Another point clarified by the present study is the phylogenetic relationships among the members of the E. vigintioctomaculata complex. The E. vigintioctomaculata complex is composed of a number of closely related but morphologically and/or biologically different forms (Katakura, 1981). It has been paid much attention from students of evolutionary biology, in particular those who have specific interest in speciation (Katakura, 1997). Based on morphological evidence and information on the host plants, the E. vigintioctomaculata complex has been classified into two groups, A and B. In group B, three species have been recognized by differences in host plants and the geographic allopatric-sympatric relationships (Katakura, 1981). The present study supports the dichotomy of the species complex (Fig. 1b). As the genetic divergence between the three species of the group B was very small, our data could not provide positive evidence for a trichotomy. This means that the differences in morphology and/or the host plants (Katakura, 1981) must have developed during a short geological time. Detailed analyses of the phylogenetic relationships between various members of the E. vigintioctomaculata complex will be reported elsewhere (Kobayashi et al., in preparation).

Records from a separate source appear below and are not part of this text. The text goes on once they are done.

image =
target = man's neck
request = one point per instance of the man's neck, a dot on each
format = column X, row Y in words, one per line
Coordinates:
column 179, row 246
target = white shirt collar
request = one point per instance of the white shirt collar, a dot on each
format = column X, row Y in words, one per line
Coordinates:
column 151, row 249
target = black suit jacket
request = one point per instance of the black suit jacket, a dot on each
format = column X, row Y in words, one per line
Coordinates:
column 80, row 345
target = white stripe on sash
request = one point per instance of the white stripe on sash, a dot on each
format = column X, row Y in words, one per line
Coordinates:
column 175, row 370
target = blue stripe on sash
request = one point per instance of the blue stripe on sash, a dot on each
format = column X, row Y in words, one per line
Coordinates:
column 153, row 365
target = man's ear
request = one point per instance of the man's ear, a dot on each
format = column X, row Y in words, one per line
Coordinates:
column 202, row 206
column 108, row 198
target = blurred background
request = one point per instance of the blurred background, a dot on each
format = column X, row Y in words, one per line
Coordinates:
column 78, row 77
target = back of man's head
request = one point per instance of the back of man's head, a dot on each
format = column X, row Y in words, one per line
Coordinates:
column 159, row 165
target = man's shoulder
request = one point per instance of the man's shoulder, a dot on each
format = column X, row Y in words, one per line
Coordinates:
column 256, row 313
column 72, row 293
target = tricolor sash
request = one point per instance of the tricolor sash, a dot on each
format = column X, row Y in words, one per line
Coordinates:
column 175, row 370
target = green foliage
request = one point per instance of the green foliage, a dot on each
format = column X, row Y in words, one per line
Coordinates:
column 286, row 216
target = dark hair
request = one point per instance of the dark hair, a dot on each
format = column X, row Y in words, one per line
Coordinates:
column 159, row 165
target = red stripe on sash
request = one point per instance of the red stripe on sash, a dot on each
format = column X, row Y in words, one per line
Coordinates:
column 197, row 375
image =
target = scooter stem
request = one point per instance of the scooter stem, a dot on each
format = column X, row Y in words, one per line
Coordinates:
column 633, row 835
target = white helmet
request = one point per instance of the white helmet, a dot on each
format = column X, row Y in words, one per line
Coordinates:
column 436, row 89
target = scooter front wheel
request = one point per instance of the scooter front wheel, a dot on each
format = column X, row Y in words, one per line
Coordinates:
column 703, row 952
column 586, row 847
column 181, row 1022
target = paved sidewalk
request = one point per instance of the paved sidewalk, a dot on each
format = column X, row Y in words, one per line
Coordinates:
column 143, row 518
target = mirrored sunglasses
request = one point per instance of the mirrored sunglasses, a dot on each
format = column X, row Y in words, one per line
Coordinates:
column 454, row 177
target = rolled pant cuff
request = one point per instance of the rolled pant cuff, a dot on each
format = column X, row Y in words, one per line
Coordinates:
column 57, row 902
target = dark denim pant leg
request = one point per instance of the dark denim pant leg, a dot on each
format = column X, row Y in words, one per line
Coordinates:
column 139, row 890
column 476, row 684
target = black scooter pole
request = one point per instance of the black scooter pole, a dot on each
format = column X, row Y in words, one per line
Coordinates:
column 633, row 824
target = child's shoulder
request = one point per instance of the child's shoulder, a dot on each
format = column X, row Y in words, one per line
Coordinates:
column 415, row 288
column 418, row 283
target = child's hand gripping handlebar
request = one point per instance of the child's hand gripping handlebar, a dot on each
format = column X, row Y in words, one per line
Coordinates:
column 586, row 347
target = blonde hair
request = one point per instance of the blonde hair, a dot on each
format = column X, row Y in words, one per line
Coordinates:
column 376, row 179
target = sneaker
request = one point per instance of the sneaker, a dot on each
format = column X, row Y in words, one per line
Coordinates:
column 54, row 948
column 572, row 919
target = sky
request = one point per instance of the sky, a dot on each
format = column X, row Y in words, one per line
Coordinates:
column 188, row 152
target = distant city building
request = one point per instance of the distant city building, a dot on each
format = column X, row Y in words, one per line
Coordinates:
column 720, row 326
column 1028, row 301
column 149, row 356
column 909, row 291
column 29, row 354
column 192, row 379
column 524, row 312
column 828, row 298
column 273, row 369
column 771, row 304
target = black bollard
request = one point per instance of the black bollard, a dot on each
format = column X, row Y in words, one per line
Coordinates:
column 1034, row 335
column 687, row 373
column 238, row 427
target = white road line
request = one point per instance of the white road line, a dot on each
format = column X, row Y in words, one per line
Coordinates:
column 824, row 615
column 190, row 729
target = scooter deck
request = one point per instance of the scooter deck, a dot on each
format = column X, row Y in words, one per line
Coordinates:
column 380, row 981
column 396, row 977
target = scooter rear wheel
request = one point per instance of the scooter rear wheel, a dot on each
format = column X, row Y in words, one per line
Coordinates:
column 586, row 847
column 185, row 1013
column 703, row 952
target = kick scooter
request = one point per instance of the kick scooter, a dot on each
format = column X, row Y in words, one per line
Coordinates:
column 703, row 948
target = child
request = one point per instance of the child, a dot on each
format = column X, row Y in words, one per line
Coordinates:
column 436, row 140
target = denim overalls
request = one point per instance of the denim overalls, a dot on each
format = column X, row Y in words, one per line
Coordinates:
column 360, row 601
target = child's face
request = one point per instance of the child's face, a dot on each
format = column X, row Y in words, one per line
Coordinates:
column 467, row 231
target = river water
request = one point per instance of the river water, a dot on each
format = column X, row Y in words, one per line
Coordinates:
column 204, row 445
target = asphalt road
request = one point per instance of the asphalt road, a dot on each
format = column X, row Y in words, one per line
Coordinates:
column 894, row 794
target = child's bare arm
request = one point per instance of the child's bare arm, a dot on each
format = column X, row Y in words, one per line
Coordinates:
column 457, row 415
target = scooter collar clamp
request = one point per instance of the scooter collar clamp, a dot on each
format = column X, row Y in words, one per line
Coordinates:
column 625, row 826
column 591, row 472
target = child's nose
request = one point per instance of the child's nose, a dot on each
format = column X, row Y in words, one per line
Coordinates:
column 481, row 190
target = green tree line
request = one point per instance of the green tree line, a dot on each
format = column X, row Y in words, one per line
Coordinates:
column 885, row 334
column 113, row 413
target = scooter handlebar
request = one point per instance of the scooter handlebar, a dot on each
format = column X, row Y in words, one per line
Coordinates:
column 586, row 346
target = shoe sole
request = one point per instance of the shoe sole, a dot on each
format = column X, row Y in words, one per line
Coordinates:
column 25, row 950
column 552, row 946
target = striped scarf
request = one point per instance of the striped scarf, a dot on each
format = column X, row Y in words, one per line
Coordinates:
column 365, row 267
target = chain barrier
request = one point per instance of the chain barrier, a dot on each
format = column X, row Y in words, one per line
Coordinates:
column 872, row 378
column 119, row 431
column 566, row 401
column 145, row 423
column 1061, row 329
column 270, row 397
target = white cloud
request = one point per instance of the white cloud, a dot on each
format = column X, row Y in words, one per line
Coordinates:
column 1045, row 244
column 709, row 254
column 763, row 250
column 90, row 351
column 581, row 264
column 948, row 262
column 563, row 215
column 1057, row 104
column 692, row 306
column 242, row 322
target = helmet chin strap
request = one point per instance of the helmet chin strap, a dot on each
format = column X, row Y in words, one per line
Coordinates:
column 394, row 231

Finally, we discuss the direction of host shifts in the studied groups of epilachnines based on the suggested phylogeny (Fig. 1a, b). Such an attempt is indispensable to understand the evolutionary relationships between ladybird beetles and their host plants. Indeed, reconstruction of phylogenetic relationships among species of insects has often succeeded in detecting the direction of their adaptation to particular host species in the course of phyletic evolution (Futuyma and McCafferty, 1990; Futuyma et al., 1995).
It has been known that the majority of “Henosepilachna” species feed on either cucubitaceous or solanaceous plants (Shaefer, 1983; Katakura et al., 1992). The most parsimonious interpretation of Fig. 1a and b with respect to the direction of host shifts is that the host plant of the ancestral species of “Henosepilachna” was cucurbits. Later, two types of host shifts occurred in the two lineages. One was a shift toward the species of Compositae in the E. sp. 3 lineage, and the other was a shift toward solanaceous plants in the common ancestor of the cluster comprizing E. enneasticta, E. vigintioctopunctata and the E. vigintioctomaculata complex. In the latter group, further shifts to other plants followed. The ability of E. vigintictomaculata in the E. vigintioctomaculata complex to feed on cucurbits (Katakura, 1981) can be interpreted in two different ways. It may be a plesiomorphic condition inherited from a cucurbits-feeding ancestor. Alternatively, it may have been acquired in a recurrent evolution after once shifting to solanaceous plants occurred.
The validity of the scenario of the host shift presented above, however, must be examined by further extensive phylogenetic analyses of various “Henosepilachna” species.
We would like to express our gratitude to Prof. S. Nakano, Hiroshima Shudo University, Prof. K. Nakamura, Kanazawa University, Mr. S. Kahono, Bogor Zoological Museum, and Mr. Y. Shirai, National Institute of Agro-Environmental Siences, for collecting beetles. We are also grateful to Messrs. T. Moriya, T. Kato and G. Toba, Tokyo Metropolitan University, for valuable advice, and two anonymous referees for useful comments.
This study was partly supported by a Grant-in-Aid for Scientific Reserach from the Ministry of Education, Science, Sports and Culture of Japan (No. 09440258) to H.K.